Poor legislation and stigma endangers sex workers

End criminalization and treat sex work like the legitimate work it is

Despite being around for centuries, sex work remains a deeply stigmatized profession.

False information and generalizations continue to hinder the development of a more realistic and progressive social narrative regarding this field of work.

An example of this stigma came up during a recent debate in the House of Commons over the decision to grant day parole to a convicted murderer who allegedly proceeded to murder a sex worker.

On Feb. 4, members of Parliament (MPs) debated a motion introduced by the Conservative Party asking the House of Commons to “condemn” a decision made by the Parole Board of Canada. The board granted parole to an inmate serving a life sentence for the murder of his wife.

The accused inmate, Eustachio Gallese, had been living in a correctional facility since March 2019. As per his parole documents, Gallese could only engage with women for the sole purpose of satisfying his sexual needs.

Conservative MP Arnold Viersen was debating with NDP MP Laurel Collins, who asked Viersen to consider the role that legislation passed by the former government led by Stephen Harper effectively criminalizing sex work could have played in Marylène Levesque’s death.

Viersen responded by asking Collins if she herself had ever “considered” sex work, as he believes no one voluntarily engages in sex work.

Viersen’s comments reflect a viewpoint about sex work that is not just wholly inaccurate, but incredibly harmful to sex workers.

One of the misconceptions about sex work is that sex workers do not choose this field of work willingly and are forced into it through sex trafficking.

People do choose to engage in this type of work and for their own reasons.

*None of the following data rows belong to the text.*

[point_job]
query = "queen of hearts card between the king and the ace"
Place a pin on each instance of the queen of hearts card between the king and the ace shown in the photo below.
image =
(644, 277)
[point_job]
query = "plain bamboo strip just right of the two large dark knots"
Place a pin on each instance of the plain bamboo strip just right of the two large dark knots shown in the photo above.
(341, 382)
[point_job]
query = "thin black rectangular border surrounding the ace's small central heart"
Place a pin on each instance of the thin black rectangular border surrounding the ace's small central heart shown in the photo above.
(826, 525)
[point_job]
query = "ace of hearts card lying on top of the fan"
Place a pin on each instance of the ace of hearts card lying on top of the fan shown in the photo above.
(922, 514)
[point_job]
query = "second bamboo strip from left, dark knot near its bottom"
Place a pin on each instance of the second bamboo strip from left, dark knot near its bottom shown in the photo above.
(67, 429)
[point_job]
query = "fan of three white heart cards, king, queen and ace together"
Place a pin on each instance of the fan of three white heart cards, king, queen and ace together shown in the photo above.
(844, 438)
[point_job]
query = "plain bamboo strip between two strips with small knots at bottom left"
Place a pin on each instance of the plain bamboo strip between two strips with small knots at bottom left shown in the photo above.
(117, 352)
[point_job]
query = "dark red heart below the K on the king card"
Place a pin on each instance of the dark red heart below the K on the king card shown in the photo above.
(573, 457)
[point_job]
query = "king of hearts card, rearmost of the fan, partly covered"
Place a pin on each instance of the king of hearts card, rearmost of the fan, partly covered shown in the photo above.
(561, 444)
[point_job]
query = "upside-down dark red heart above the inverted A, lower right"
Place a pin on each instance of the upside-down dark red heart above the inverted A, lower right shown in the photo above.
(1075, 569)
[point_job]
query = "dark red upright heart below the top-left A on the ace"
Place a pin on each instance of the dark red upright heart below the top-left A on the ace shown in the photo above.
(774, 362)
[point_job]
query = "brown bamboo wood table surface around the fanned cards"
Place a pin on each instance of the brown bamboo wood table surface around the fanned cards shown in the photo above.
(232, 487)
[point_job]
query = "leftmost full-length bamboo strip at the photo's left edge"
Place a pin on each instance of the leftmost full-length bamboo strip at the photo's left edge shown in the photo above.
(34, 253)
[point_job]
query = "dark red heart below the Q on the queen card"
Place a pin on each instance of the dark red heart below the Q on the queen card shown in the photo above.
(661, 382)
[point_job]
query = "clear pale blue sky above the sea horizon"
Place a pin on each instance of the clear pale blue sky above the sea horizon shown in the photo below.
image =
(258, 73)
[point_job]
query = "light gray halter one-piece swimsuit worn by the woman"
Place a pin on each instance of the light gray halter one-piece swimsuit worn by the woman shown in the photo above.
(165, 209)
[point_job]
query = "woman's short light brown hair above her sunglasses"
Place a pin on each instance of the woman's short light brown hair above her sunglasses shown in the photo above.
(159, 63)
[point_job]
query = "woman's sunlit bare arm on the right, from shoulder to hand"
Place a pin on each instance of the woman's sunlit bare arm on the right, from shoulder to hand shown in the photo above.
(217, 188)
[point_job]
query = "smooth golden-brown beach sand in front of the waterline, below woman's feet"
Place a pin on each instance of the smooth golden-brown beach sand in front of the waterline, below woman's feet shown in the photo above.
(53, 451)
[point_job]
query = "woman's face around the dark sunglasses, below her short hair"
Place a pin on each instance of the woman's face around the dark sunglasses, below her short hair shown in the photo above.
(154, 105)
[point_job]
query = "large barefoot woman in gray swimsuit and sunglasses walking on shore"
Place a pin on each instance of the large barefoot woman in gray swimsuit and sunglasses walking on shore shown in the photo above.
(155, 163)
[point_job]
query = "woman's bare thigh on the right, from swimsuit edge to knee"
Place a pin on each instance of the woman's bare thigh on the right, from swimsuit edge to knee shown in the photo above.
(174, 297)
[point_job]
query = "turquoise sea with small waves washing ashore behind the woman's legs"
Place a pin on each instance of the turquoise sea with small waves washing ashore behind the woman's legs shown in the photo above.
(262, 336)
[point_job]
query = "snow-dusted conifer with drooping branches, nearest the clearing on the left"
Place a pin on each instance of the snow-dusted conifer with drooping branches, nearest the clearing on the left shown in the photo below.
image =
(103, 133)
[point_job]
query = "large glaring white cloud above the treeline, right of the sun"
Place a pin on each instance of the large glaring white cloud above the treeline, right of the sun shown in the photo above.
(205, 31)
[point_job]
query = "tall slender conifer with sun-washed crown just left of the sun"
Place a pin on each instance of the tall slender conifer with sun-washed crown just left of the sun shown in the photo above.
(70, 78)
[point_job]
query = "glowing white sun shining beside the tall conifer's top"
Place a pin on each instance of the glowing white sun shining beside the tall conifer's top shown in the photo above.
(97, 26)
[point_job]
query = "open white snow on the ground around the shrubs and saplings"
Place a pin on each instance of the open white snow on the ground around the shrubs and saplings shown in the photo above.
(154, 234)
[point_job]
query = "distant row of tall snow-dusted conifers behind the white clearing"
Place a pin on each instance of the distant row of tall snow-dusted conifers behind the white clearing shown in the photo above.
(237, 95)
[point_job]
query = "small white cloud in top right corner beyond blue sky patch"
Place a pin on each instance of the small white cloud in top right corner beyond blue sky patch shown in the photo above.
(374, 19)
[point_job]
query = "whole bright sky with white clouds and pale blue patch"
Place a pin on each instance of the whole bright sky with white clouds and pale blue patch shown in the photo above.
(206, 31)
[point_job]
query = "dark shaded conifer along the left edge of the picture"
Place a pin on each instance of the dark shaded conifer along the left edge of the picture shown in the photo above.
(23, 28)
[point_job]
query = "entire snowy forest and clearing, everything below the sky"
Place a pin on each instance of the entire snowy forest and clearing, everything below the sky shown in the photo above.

A 2015 study from Leeds University found that 91 per cent of U.K. sex-worker respondents found sex work “flexible,” with two thirds saying it’s “fun” and over half finding it rewarding.

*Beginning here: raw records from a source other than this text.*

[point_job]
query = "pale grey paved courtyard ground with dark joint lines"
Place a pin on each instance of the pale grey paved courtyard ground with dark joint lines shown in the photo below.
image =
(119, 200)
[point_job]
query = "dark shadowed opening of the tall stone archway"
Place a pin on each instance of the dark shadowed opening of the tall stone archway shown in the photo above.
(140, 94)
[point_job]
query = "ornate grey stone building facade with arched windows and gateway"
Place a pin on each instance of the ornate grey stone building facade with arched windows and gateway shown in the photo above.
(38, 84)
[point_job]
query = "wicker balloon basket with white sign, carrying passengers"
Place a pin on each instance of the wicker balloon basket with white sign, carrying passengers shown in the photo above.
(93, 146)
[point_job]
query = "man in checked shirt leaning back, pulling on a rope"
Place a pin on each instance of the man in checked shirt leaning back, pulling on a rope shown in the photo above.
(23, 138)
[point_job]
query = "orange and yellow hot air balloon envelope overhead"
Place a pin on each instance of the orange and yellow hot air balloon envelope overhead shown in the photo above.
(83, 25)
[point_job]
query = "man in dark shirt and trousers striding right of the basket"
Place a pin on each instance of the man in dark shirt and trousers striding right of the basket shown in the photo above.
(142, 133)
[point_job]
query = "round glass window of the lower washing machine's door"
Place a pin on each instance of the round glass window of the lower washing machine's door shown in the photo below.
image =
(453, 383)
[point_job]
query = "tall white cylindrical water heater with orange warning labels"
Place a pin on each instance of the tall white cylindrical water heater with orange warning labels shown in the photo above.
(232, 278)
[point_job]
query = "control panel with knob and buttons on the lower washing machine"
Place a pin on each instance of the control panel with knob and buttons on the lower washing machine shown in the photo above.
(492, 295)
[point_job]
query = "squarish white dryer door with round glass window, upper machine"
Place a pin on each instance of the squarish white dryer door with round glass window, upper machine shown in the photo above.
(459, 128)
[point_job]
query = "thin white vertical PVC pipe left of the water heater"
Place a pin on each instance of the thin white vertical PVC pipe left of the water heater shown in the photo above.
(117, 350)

In Canada, a study from the Canadian Institutes of Health Research found that 70 per cent of sex workers are satisfied with their job in the industry, while 68 per cent feel secure in their employment. Regardless of the social stigma and ignorance that surrounds it, sex work is real work and all workers deserve rights. There are an estimated one to two million sex workers in the U.S. alone.

In 2014, the Conservative government — then led by Stephen Harper — passed Bill C-36, the Protection of Communities and Exploited Persons Act. Bill C-36 made purchasing sexual services, communication with the purpose of selling sexual services and obtaining profits from sex work or advertising sex work entirely illegal, but stipulates that those who sell their own sexual services are absolved of criminal liability.

Bill C-36 does not help sex workers because it prevents them from being able to properly screen their clients to protect themselves from potentially violent and dangerous individuals.

By forcing sex workers into meeting clients on the streets and in hiding, the potential for violent crimes against them increases as their profession remains unregulated and is not held up to any legal safety standards. Workers are also forced to meet with clients in potentially unsafe places due to the criminalization of communicating about sexual services. They are left to fend for themselves in the darker corners of society.

Conversely, legalizing aspects of sex work has been linked to lower rates of sexually transmitted infections and lower instances of rape.

Basically, Viersen is projecting — with his own extreme views and his party’s horrific policies that have only further endangered sex workers like Levesque.

Further casualties and violence can be avoided if Canada creates a harm-reduction framework rather than tries to abolish sex work altogether.

One could compare the fight against sex work to the war on drugs. If we are aware that people will participate in an activity whether it is legal or not, why would we not wish to make them safer?

The best way for our government to help sex workers is to admit that Bill C-36 has been a complete failure and to work with sex workers to rewrite legislation to ensure that no more unnecessary violence occurs before Canada learns its lesson.